OLYMPUS DIGITAL CAMERA
June 3, 2014 – Renewable sources account for 19 percent of global energy output with worldwide investment topping $200 billion last year.

China, the US, Brazil, Germany and Canada are the top five countries for total installed renewable power capacity with China and the US also investing the most in clean energy last year followed by Japan, UK and Germany, according to a new report by the Renewable Energy Network in collaboration with the UN Environmental Program.

However, as a percentage of GDP invested in renewable sources, Uruguay, Mauritius, Costa Rica, South Africa and Nicaragua were the top five in 2013.

China produces more than 20 percent of its energy from renewable sources while the figures for the EU28 and United States are 14.1 percent and 12.9 percent respectively.

Energy produced from coal declined by 19 percent in the US from 2008 to 2013 while Spain became the first country to produce more electricity from wind, 20.9 percent, than any other source, the report says.

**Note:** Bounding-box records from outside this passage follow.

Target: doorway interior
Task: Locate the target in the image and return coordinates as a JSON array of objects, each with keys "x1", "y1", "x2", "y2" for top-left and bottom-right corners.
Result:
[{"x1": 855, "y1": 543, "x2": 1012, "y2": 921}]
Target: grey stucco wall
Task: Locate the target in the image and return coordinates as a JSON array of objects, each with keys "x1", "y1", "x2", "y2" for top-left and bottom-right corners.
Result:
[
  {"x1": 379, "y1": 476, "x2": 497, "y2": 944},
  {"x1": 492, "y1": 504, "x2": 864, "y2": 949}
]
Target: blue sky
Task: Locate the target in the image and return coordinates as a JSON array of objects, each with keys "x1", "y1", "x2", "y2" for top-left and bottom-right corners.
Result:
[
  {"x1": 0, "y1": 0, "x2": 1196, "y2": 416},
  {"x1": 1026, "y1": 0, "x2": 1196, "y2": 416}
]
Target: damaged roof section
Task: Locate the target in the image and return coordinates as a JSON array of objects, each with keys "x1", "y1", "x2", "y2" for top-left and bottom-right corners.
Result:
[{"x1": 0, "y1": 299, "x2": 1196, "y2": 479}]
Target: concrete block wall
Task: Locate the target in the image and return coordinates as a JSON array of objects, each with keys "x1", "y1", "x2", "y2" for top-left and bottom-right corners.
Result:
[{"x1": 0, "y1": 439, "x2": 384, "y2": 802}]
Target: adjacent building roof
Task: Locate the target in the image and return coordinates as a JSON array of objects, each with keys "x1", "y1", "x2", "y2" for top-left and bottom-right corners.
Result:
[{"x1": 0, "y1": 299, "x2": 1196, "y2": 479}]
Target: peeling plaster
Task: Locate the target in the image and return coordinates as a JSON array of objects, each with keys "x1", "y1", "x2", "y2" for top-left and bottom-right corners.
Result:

Denmark, Kenya and El Salvador also produce more than 20 percent of electricity from wind.

The report also says that in China, new renewable power capacity surpassed new capacity from fossil fuel and nuclear capacity for the first time.

Worldwide, nuclear power accounts for 2.6 percent of total energy produced.

The number of developing countries with policies supporting renewable energy has increased six-fold in the past eight years from 15 in 2005 to 95 this year, according to the report which will be launched at UN headquarters on Wednesday.

Despite increasing use of alternative sources, the use of fossil fuels for energy has not declined as demand for energy outpaces growth in renewable energy.

There are still some 1.2 billion people, one-fifth of the world’s population, without electricity, according to the World Bank, including about 550 million in Africa and 400 million in India.